This page provides a list of ideas for changing or enhancing MOSES in various ways, to make it more powerful, more useful or possibly faster.
Most of the content from the GSOC Ideas for MOSES page should be moved here. Almost all of the proposals there need to be worked out in much greater detail, as they are currently hard to understand and evaluate. Most of the proposals below should probably be explained in greater detail as well.
At this time, MOSES is highly tuned for the supervised learning of combo expression trees that model rectangular tables of data. The combo programs describe the dependent column, as a function of the independent columns in the table.
The proposal is to add support for 'virtual columns' in the table. These virtual columns would be described by combo trees: i.e. would be functions of the other columns in the table. Once in place, they would then be treated just like any other columns in the input table.
These columns could be specified 'by hand' by the user, or they could be auto-generated and managed by moses internals.
There are many benefits that such a structure could provide:
- Memoization of common subexpressions. If a given virtual column stores the pre-computed values associated with its combo tree, it can be understood as a memoization of that tree. This could speed performance.

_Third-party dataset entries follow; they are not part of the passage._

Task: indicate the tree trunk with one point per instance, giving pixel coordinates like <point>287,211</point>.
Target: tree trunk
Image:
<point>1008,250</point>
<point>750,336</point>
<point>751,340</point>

- Differential equation learning. For example, if an input table contained position data obtained at uniform time intervals, then the difference between two rows would be a velocity; the difference of two velocities would be an acceleration. Having these as column values would enable MOSES to learn simple differential questions. Note, however: currently, in combo, there is no way to create a combo expression that says "take the difference between neighboring rows". If such an ability is added, and its also added as a combo vertex function, then MOSES could just use that during knob decoration, and virtual columns would not actually be needed for diff eq learning (although they may speed it up, due to memoization, above).
- Simplified Neural Net support (or SVM, or other linear Kernel methods) A single virtual column could hold the output of a single 'neuron'. This would allow MOSES to learn expressions that combine the outputs of different neurons. This begs the question: who sets the weights for the neurons? With an appropriate API, other, outside systems could set the weights. But possibly MOSES could set the weights itself: In principle, MOSES is capable of learning linearized expressions. In practice, it is currently very slow to learn these. One of the main benefits here is again a 'memoization'.
Thus, virtual columns seem like a good idea, but maybe there are other ways of obtaining similar function.
Hypergraph instead of collection of trees
An alternative way to adress memoization and saving some RAM is to represent the population as hypergraph, akin to a knowledge base in an atomspace, with the difference that the mutual part of an atom would be essentially a column of values instead of a truth value.
Reduct engine based on algebraic properties
Could simplify the code and make it easier to add more operators, or functions as building blocks (like say XOR). Additionally if we can automatically infer those properties via some narrow theorem proving strategie it eliminate the need to specify the properties for new functions.